Les données ont également révélé des produits chimiques qui influencent plus d'un processus dans la cellule. Ces composés sont plus susceptibles de provoquer des effets secondaires et il vaut mieux les éviter. "Avec notre carte, nous pouvons voir ces composés de promiscuité plus tôt et nous concentrer sur les bons, " dit Piotrowski.
L'étude a été possible grâce à un travail antérieur de Boone, Myers, et la directrice du Donnelly Center Brenda Andrews, qui a cartographié comment des milliers de gènes interagissent les uns avec les autres pour conduire des processus fondamentaux dans la cellule. La prémisse de base ici était que la suppression d'un gène pourrait ne rien faire car il y a un système de sauvegarde en place, mais la suppression de deux gènes conduit à un effet profond. C'est un peu comme jouer aux pick-up sticks où retirer un stick à la fois n'a aucun effet, mais enlever deux ensemble fait tomber la pile, ou le rend plus fort.

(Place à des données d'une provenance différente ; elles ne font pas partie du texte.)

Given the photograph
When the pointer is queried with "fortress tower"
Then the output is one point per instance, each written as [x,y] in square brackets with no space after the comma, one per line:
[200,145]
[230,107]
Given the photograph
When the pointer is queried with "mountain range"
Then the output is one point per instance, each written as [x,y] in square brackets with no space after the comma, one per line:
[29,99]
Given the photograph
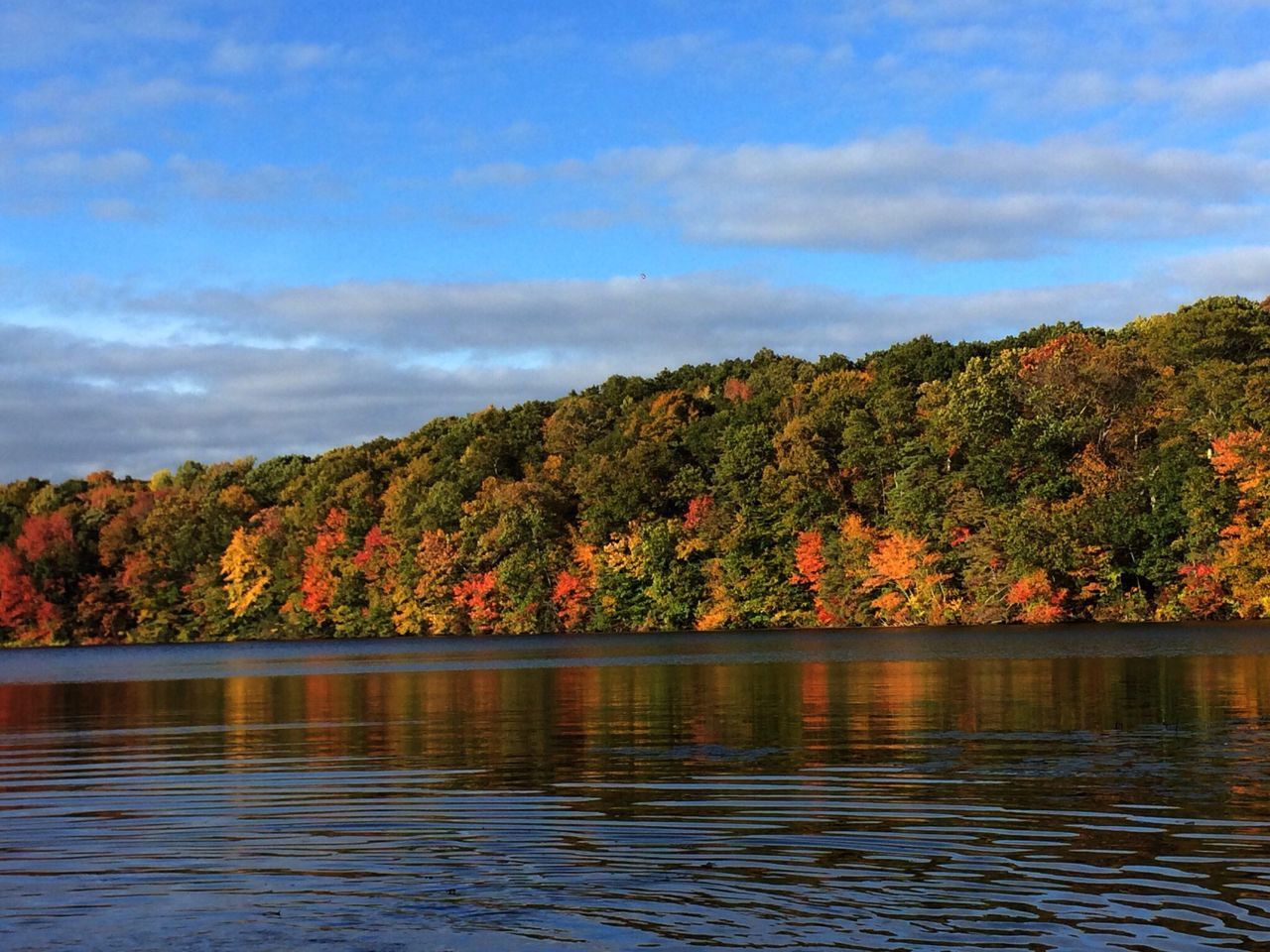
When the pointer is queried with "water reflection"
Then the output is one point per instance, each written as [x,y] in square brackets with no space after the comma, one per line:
[940,802]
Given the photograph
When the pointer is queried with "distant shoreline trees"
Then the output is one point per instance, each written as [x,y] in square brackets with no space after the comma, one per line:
[1062,474]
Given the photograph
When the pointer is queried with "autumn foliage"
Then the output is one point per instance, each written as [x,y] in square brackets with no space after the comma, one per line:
[1064,474]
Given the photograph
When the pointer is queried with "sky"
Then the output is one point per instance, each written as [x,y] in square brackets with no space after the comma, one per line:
[259,227]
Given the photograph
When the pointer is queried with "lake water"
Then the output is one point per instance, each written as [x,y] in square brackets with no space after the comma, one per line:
[1072,788]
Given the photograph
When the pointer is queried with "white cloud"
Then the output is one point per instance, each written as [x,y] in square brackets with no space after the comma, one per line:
[212,181]
[907,193]
[117,94]
[94,169]
[340,363]
[117,209]
[234,58]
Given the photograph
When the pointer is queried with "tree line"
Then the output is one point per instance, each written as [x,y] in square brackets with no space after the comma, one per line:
[1066,472]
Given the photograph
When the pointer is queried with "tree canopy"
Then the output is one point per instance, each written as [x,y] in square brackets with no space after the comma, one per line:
[1060,474]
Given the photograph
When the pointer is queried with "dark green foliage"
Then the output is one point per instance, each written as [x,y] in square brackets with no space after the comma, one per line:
[1060,472]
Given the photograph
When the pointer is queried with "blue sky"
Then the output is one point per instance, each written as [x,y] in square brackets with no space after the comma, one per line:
[236,229]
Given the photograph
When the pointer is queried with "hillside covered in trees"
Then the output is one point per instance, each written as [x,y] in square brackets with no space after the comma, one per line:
[1062,474]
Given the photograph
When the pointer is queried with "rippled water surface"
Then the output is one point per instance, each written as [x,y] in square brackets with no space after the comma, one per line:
[1008,789]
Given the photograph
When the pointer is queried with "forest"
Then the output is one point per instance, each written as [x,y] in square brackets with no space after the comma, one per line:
[1064,474]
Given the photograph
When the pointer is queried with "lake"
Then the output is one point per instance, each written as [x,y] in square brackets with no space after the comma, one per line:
[1011,788]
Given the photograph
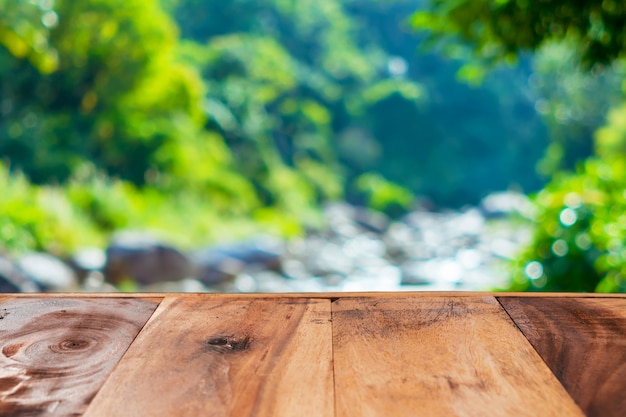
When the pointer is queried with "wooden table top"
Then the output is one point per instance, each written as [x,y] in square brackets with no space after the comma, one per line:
[385,354]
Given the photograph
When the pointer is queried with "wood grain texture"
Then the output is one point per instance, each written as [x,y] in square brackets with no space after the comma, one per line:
[326,295]
[438,356]
[226,357]
[583,341]
[56,353]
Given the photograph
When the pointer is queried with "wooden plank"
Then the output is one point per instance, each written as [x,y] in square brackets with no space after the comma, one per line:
[226,356]
[326,295]
[438,356]
[56,353]
[583,341]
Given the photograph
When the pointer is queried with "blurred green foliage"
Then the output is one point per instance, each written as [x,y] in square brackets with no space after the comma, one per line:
[209,120]
[580,236]
[499,29]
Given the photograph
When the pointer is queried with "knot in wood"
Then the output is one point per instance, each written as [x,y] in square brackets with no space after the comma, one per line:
[227,343]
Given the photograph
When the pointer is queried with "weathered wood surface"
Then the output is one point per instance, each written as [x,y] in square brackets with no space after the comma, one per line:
[56,353]
[438,356]
[221,356]
[583,341]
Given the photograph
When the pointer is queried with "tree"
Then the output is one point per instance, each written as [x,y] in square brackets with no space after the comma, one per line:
[501,29]
[578,243]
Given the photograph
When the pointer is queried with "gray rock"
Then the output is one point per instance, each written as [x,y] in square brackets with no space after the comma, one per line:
[47,271]
[87,260]
[218,264]
[144,259]
[12,279]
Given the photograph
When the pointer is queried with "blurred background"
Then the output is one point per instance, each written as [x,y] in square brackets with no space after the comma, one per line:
[300,145]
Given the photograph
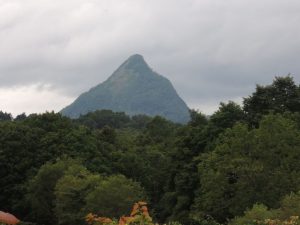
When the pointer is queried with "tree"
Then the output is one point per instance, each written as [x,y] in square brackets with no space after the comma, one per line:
[70,193]
[248,167]
[40,195]
[114,197]
[4,116]
[281,96]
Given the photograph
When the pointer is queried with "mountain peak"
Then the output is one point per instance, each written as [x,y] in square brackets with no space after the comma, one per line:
[134,88]
[136,63]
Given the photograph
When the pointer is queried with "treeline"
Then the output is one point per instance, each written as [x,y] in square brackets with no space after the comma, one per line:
[235,166]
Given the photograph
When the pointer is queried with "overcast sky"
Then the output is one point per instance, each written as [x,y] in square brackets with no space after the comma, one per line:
[211,50]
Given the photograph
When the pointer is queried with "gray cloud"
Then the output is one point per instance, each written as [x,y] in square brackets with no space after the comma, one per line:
[211,50]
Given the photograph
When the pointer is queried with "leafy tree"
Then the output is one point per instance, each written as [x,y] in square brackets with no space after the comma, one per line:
[281,96]
[114,197]
[41,196]
[70,193]
[248,167]
[4,116]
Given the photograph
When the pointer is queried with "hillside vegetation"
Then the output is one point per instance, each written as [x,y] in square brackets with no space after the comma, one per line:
[239,165]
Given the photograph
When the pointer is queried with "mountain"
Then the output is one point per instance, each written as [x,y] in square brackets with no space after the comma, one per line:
[134,88]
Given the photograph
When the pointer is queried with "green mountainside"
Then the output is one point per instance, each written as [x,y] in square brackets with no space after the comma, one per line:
[134,88]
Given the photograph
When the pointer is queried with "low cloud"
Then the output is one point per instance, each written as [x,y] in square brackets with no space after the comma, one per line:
[211,50]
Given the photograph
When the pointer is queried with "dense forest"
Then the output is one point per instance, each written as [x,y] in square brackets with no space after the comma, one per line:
[238,165]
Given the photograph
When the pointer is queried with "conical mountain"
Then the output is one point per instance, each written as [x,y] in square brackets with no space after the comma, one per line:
[134,88]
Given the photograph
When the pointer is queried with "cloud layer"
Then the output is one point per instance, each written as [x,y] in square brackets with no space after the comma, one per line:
[211,50]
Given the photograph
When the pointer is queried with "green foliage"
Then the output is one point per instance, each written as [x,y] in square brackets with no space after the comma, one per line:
[114,196]
[70,193]
[281,96]
[251,166]
[41,196]
[237,161]
[258,212]
[4,116]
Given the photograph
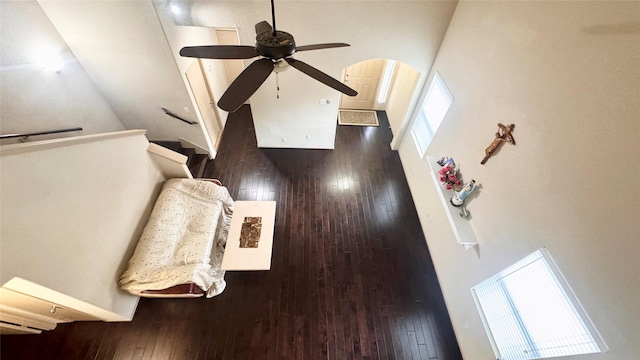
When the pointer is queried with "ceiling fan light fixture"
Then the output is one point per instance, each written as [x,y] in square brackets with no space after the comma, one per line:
[275,48]
[280,66]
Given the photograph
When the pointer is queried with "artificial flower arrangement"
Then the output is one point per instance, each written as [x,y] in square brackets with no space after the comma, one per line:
[449,176]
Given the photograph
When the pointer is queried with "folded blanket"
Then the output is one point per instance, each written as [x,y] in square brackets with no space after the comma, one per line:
[184,239]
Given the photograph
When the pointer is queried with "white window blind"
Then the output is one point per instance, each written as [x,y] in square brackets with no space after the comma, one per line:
[529,312]
[435,107]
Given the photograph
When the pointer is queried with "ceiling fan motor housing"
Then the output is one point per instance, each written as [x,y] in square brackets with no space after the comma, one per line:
[275,46]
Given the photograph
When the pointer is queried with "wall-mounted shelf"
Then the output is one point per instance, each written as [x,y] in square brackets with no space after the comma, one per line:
[461,227]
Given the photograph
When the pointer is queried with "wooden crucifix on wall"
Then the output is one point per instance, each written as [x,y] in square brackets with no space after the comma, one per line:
[503,135]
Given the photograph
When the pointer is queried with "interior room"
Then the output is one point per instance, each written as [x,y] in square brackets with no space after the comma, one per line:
[565,74]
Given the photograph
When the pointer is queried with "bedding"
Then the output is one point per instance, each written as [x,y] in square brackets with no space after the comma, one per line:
[183,241]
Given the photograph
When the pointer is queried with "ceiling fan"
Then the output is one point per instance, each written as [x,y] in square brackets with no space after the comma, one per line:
[272,46]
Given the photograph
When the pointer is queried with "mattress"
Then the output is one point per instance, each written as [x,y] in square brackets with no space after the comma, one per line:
[183,240]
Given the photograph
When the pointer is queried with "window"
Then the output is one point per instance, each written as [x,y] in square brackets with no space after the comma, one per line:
[431,114]
[529,312]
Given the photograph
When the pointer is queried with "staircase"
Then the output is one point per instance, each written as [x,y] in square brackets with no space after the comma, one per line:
[197,163]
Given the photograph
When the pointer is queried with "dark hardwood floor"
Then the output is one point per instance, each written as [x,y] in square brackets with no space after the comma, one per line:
[351,275]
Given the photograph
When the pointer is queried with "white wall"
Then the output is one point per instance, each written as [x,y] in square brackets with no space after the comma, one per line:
[566,74]
[401,96]
[71,213]
[123,49]
[402,30]
[34,99]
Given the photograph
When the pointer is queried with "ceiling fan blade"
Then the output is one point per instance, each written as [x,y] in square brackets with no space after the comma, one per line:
[219,52]
[246,84]
[320,46]
[320,76]
[263,26]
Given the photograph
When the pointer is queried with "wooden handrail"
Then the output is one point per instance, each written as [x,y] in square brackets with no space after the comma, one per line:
[178,117]
[10,136]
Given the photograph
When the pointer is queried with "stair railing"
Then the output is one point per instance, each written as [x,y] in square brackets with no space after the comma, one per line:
[26,136]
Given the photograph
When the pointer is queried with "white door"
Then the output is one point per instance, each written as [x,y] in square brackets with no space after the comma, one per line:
[204,101]
[363,77]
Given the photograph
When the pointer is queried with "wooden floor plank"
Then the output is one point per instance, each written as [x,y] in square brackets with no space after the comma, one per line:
[351,275]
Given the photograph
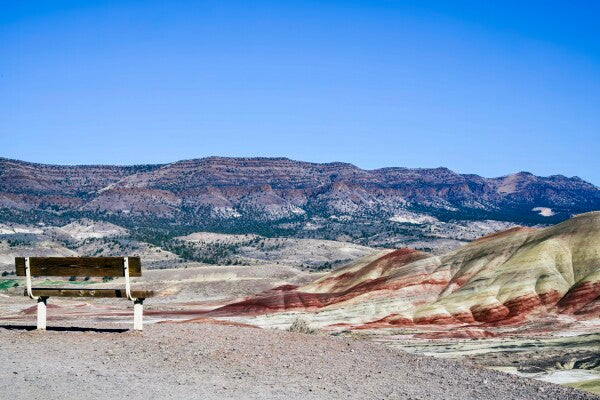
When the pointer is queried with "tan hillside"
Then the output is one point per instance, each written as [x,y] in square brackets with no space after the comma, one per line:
[499,280]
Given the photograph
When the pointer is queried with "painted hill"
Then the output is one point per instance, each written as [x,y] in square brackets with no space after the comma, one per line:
[511,278]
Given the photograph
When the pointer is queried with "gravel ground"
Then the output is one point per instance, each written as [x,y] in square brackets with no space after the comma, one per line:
[176,361]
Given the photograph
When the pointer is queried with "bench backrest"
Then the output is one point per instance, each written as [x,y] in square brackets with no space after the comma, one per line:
[79,266]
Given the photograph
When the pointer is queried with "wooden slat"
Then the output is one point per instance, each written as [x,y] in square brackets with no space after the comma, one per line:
[70,292]
[78,266]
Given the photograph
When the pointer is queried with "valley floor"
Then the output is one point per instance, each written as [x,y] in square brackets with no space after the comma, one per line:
[211,361]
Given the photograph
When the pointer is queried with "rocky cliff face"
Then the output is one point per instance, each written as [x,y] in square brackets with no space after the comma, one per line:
[232,193]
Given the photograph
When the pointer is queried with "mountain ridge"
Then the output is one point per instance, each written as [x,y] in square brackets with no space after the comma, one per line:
[280,196]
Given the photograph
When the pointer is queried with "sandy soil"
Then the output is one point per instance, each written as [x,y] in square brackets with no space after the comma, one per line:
[209,361]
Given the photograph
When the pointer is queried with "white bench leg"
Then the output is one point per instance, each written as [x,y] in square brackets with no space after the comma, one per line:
[138,312]
[41,325]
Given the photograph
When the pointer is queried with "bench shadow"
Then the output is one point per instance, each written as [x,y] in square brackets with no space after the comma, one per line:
[64,329]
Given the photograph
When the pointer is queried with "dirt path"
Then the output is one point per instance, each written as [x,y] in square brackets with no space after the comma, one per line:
[205,361]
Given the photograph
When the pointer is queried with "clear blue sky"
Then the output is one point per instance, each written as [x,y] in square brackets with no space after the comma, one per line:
[477,87]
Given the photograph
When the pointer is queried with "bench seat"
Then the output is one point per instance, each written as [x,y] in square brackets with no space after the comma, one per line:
[75,292]
[126,267]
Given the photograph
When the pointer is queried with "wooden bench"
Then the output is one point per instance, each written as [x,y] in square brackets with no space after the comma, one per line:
[82,266]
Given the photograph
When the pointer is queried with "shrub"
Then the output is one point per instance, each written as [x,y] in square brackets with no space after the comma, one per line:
[300,325]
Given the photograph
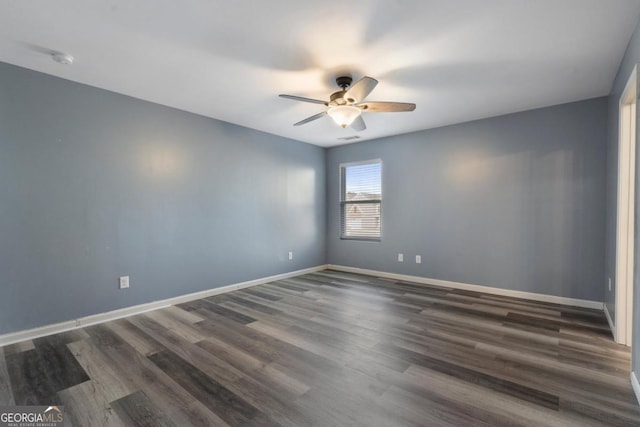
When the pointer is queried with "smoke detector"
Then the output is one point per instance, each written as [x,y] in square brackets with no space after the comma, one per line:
[62,58]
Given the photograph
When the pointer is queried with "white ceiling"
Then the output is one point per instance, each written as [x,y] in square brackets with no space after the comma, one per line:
[458,60]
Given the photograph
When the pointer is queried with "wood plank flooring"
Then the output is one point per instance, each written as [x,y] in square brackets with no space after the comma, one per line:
[333,349]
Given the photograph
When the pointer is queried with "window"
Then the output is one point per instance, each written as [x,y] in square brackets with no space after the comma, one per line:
[360,200]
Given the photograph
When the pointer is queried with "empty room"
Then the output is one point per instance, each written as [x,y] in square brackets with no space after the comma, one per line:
[280,213]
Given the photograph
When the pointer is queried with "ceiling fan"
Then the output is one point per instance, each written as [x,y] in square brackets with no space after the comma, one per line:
[346,105]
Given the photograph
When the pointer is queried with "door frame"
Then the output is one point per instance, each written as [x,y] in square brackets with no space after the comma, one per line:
[625,224]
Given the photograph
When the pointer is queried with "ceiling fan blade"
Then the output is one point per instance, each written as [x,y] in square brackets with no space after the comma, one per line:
[386,107]
[360,89]
[310,119]
[300,98]
[358,124]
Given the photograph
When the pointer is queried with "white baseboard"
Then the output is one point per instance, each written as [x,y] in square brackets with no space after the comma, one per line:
[477,288]
[93,319]
[636,385]
[610,321]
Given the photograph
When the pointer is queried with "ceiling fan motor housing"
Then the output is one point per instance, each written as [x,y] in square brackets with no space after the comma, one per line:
[344,81]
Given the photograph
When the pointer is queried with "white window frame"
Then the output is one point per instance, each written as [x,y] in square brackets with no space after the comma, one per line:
[342,202]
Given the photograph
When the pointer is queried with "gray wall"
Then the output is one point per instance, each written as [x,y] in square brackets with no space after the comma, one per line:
[95,185]
[630,59]
[514,202]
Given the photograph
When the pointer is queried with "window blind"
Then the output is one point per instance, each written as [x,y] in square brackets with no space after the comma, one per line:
[361,200]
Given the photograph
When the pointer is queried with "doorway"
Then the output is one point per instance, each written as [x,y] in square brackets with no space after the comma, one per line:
[625,228]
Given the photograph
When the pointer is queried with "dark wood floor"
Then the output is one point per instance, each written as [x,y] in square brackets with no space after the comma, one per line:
[333,348]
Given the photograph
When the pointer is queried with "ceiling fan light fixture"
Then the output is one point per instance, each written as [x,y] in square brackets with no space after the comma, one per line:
[344,115]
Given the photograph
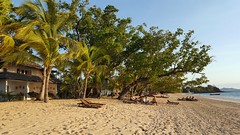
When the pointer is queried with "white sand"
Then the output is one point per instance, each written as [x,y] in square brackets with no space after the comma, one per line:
[64,117]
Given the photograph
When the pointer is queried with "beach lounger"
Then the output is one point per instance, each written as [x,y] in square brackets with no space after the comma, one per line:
[85,104]
[173,103]
[89,102]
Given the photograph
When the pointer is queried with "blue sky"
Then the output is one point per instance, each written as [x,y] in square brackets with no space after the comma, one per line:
[215,22]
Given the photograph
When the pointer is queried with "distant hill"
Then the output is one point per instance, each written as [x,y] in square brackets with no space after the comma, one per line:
[229,89]
[200,89]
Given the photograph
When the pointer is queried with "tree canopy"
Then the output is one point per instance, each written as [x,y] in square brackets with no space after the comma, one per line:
[94,48]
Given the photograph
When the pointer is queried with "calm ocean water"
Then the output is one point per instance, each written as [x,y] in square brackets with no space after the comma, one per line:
[233,96]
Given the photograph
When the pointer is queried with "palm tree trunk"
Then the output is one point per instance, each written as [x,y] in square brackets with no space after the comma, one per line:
[41,95]
[46,99]
[85,85]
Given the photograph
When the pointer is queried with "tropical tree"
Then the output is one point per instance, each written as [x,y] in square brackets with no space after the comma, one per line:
[90,60]
[41,28]
[161,54]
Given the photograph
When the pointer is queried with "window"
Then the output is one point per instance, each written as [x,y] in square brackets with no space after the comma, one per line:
[4,69]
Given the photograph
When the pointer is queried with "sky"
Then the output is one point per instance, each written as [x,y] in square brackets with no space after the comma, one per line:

Au lieu de regarder les doubles mutants, la présente étude a mesuré comment des mutants isolés se sont combinés avec des médicaments pour influencer le bien-être des cellules. Cela a ensuite permis aux chercheurs d'identifier quel bioprocédé est affecté par un médicament particulier, identifiant ainsi le mode d'action du médicament. La beauté du système employé par cette internationale, équipe de recherche multidisciplinaire était qu'elle intègre tous les gènes dans le même essai pour évaluer le comportement de l'ensemble du génome en réponse à un médicament particulier dans une expérience.